Carpinejar
Carpinejar por Marcelo Lopes de Lopes
Que eu não recrimine quem não
concorda comigo.
Que eu não tente convencer o outro pedir desculpas – cada um tem seu tempo e seu ritmo.
Que eu dispense chantagens e
birras.
Que eu aguente o silêncio e
as dúvidas.
Que eu não olhe para baixo
antes de me aventurar nas alturas.
Que eu escreva bilhetes de
amor fora das datas comemorativas.
Que eu planeje meu aniversário com antecedência e não dependa de festa surpresa.
Que eu telefone mais e mande menos
áudios.
Que eu visite mais meus
afetos e dê menos explicações.
Que eu frequente mais a
academia e menos as farmácias.
Que eu viaje para sentir
saudade.
Que eu mate a fofoca quando
ela passar por mim.
Que eu aprenda a somente gastar o que recebo, a pagar à vista para não sofrer depois com o cartão de crédito.
Que eu cuide de mim ao
atravessar a rua ou a inveja.
Que me dê o luxo de ficar na varanda até anoitecer, até ouvir as cigarras.
Que eu repare como está a
lua, se o céu anda estrelado.
Que eu não me atrase nos encontros e reuniões, não deixe ninguém esperando.
Que eu ajude sem questionar.
Que eu ofereça conforto sem
condenar.
Que eu não exija demais de
mim.
Que eu não exija demais de
quem eu amo.
Que eu leia diante da lareira, diante da janela, durante a chuva, diante do mar quebrando as ondas.
Que eu dance sem música.
Que eu gargalhe sem piada.
Que eu me emocione sem
motivo.
Que eu chore sem censura.
Que a reciprocidade e o
merecimento possam reger meus contatos.
Que eu esteja apenas onde sou bem-vindo, que eu me demore onde sou benquisto.
Que eu não vá a nenhum lugar
contrariado, só para agradar.
Que eu me reserve o direito
de me afastar das pessoas tóxicas.
Que eu fique bem quando
estiver de mal com alguém.
Que eu espere a raiva passar.
Que eu encontre frestas para ser livre, para tomar banho de cachoeira, para me conectar com a natureza.
Que eu desfrute de companhia para dividir o chimarrão, companhia para brindar com vinho.
Que eu esqueça o celular no
bolso.
Que eu tenha coragem para diversificar os pratos, para me arriscar em receitas exóticas, para sair um pouco do que já gosto.
Que eu jamais passe adiante
segredos de amigos.
Que eu nunca seduza para me
sentir importante.
Que eu conte animadamente
como foi meu dia na hora do jantar.
Que eu não veja somente o que
está errado.
Que eu durma em paz e
desperte mansamente, longe de sobressaltos.
Que eu escute meus pais com paciência, não querendo me antecipar aos seus pensamentos.
Que eu doe as roupas que não
uso.
Que eu gaste as roupas novas dentro de casa, mostrando-me elegante aos meus íntimos.
Que eu não tenha medo da
sinceridade.
Que eu não procure culpados
para meus próprios desacertos.
Que eu saiba do meu valor,
que eu reconheça o meu esforço.
Que demonstre empatia na
doença e no luto.
Que eu reze para agradecer.
Que eu não desista de um
objetivo pelo tamanho das filas.
Que eu não me preocupe com a
volta quando estiver me divertindo.
Que eu use somente as
palavras em que acredito.
Que eu tenha menos vaidade na hora de ouvir e mais vaidade na hora de falar.

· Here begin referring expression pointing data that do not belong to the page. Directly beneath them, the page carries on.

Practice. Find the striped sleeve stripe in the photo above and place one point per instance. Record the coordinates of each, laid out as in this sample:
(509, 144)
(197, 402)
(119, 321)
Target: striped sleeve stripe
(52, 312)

Que eu atenda aos conselhos
da intuição.
Que eu não sofra mais com o meu time, que ele não leve gol nos últimos minutos.
Que eu faça brigadeiros para
maratonar séries e não me aflija com a dieta.
Que o governo seja competente
para ser esquecido.
Que eu não tenha que jurar
por Deus para me tornar confiável.
Que eu regue as plantas,
hidrate os meus sonhos.
Que eu não reclame do calor e
do trânsito a todo momento.
Que eu aceite a vida
escolhida pelos meus filhos.
Que eu estabeleça amizade a
partir da gentileza.
Que eu não precise repetir o
que me dói.
Que eu me lembre de ser feliz enquanto ainda estou vivo.